Apple News has rolled out a number of new features including audio stories and a new daily briefing show.
It’s also signed on more publication partners as part of an effort to expand its local and regional coverage. While many of the new titles come from Stateside (including the Raleigh Observer and the Miami Herald), it’s signed on two core Canadian players, including one French-language paper.
Le Devoir and The Globe and Mail are now available to Apple News+ subscribers. The subscription service , which gives users access to hundreds of magazines, newspapers, and premium digital publishers, first rolled out last year. Among the first Canadian publications to bet on the service were Chatelaine, Maclean’s and the Toronto Star. The paid service costs $12.99 per month and includes revenue sharing. Le Devoir is officially the first French-language paper on the app.
Brian Myles, general manager of Le Devoir, says this is a good fit for both Apple News + and the newspaper, since both run on a subscription model. Myles has long believed that the paper’s success hinges largely on subscriber loyalty, and that although advertising does play a part in the company’s future, donation and subscriptions help it not depend on ads as the market fluctuates.

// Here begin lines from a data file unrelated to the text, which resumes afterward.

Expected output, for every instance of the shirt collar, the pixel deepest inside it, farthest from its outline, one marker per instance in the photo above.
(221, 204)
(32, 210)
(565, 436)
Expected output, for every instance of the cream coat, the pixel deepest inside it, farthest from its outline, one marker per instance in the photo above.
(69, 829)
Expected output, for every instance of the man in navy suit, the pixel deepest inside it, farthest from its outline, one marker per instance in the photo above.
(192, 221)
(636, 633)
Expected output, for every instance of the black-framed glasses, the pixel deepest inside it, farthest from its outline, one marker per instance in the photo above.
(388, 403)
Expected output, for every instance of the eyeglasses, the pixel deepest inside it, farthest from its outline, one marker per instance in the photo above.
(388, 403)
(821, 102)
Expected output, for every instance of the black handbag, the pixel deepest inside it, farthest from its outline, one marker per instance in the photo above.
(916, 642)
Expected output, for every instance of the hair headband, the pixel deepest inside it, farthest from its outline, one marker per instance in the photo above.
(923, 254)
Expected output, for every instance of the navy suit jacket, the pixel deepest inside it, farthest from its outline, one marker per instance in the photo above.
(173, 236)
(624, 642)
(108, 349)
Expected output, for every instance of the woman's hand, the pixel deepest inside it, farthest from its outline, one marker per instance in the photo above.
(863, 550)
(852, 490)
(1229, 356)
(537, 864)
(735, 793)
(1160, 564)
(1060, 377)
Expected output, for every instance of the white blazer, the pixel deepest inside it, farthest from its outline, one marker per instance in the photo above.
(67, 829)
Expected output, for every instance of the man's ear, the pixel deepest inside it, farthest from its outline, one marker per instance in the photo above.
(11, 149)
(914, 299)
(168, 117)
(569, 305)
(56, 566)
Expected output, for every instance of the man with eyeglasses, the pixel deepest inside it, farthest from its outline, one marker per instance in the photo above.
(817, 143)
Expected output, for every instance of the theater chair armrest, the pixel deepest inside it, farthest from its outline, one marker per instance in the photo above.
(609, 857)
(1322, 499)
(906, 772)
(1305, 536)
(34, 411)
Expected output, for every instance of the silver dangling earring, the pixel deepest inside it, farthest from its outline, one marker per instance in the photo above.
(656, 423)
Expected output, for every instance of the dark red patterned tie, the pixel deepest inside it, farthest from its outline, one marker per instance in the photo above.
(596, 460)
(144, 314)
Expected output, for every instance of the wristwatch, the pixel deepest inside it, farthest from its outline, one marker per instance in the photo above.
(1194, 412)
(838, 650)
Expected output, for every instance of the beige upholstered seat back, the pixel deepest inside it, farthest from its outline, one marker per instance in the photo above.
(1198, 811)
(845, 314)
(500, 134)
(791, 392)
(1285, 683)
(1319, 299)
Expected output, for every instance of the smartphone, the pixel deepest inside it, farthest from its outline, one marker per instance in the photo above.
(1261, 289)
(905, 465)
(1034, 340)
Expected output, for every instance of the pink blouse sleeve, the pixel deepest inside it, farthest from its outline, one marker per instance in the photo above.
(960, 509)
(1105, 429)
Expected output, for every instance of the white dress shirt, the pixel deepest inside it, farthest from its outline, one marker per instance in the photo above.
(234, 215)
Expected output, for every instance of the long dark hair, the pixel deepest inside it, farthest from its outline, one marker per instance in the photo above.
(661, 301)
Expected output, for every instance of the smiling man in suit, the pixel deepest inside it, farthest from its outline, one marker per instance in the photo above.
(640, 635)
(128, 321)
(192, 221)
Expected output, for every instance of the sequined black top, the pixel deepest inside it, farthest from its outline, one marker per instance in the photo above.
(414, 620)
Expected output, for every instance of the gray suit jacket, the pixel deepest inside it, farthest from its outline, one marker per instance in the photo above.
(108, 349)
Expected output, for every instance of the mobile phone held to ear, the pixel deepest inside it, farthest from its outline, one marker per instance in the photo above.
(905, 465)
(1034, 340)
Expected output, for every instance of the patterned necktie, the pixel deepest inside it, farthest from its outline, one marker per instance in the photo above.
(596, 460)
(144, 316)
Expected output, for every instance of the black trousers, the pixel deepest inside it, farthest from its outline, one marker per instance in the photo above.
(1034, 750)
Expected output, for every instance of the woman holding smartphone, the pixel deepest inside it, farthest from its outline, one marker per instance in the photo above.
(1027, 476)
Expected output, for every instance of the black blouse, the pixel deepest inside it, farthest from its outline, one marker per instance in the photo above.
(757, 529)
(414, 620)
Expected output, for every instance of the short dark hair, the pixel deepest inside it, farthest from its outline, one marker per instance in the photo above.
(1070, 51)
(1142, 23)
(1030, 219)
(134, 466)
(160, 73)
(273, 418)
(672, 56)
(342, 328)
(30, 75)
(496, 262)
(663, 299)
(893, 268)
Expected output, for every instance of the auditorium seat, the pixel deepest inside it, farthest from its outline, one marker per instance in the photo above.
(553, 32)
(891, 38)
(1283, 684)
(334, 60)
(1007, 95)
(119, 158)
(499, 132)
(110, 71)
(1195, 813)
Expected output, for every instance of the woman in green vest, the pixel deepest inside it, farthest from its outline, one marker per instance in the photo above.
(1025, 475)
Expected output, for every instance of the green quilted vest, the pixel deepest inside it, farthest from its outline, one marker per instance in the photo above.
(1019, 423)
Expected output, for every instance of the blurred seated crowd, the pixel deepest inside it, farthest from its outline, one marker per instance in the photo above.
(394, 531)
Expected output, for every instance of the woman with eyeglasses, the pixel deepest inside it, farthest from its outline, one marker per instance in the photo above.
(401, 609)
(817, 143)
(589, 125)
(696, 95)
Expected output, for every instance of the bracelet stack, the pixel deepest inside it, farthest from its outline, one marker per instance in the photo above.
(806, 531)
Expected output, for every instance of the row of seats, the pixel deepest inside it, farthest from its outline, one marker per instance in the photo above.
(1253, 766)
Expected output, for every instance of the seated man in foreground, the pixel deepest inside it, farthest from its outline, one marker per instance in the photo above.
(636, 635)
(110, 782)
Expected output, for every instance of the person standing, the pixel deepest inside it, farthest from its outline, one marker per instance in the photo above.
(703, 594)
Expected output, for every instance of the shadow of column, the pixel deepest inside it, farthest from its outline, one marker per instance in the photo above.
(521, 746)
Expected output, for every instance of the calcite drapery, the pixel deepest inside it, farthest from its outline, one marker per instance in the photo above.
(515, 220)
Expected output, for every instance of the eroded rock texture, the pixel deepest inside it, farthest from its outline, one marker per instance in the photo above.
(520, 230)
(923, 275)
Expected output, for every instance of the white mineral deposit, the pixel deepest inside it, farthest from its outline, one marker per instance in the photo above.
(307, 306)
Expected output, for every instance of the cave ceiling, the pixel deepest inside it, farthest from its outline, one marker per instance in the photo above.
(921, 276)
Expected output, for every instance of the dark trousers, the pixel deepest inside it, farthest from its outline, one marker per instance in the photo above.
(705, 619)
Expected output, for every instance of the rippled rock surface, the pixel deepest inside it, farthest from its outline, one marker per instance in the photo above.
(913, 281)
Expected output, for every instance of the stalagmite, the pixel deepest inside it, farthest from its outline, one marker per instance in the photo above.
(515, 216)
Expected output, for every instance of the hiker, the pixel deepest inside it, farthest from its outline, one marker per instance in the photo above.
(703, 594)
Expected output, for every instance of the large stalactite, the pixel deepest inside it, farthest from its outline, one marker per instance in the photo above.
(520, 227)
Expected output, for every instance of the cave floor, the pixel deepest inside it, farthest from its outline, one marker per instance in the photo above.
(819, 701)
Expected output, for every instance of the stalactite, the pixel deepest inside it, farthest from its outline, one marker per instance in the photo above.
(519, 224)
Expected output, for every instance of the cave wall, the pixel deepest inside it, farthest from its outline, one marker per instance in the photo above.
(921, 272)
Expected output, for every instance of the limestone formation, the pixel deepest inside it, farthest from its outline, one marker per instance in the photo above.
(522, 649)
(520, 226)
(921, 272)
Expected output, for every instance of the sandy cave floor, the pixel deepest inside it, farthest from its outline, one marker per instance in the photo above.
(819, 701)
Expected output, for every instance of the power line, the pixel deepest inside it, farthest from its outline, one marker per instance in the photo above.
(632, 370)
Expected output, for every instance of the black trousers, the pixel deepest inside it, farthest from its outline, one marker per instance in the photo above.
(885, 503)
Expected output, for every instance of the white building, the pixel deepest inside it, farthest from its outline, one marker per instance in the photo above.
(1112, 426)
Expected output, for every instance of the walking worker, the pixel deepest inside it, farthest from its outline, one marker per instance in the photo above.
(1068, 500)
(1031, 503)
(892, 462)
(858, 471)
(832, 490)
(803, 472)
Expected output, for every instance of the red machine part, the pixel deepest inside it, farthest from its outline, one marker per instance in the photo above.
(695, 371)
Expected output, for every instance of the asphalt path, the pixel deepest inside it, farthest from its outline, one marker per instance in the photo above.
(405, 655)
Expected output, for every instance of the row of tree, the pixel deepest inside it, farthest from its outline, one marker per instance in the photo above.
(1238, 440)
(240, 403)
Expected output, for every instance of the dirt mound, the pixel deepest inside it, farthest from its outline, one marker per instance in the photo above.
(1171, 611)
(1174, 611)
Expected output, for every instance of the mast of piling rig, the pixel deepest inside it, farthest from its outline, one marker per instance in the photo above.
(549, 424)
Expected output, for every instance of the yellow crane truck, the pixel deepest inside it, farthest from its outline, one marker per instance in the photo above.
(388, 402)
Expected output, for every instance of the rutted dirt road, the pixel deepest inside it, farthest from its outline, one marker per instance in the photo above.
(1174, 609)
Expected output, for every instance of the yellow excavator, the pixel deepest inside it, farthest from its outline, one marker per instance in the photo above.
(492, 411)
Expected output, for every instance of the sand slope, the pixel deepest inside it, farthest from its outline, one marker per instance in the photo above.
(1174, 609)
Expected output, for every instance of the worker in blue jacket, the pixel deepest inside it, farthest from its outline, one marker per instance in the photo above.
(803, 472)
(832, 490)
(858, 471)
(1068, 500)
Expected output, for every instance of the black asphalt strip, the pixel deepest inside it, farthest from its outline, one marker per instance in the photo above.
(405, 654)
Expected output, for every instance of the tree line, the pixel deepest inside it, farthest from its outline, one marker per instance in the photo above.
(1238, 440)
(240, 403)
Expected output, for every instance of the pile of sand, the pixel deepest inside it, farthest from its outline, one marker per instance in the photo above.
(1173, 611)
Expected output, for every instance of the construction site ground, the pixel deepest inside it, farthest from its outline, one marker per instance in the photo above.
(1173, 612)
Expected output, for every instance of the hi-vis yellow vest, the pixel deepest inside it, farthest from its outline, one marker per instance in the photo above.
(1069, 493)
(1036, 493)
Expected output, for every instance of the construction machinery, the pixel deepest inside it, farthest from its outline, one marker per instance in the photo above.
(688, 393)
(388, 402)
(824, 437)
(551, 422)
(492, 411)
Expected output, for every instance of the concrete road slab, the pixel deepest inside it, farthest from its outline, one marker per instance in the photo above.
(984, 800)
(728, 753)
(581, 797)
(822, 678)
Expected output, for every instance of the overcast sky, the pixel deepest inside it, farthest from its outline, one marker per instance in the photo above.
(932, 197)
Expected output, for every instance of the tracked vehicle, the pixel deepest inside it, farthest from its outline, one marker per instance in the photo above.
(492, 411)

“It’s two companies who realize value through subscriptions,” says Myles, referring to Le Devoir and Apple. “It’s more a partnership than a deal. We think we could actually introduce Le Devoir to a new audience, to people who wouldn’t necessarily subscribe to the newspaper.”
Exposure may convert people from being Apple News+ subscribers, where Le Devoir will get a cut of the revenue, to subscribers to the paper itself. “We believe we’ll have more people in the funnel of convergence. The more users you have, the higher the chance we can convert them to subscribers in the end.”
But if that doesn’t happen, Myles says, the only risk that Le Devoir is taking is exposure to a new audience. Even if readers aren’t converted to subscribers, the newspaper will still have the opportunity for a good share of the revenue, and that is ultimately a win, he says.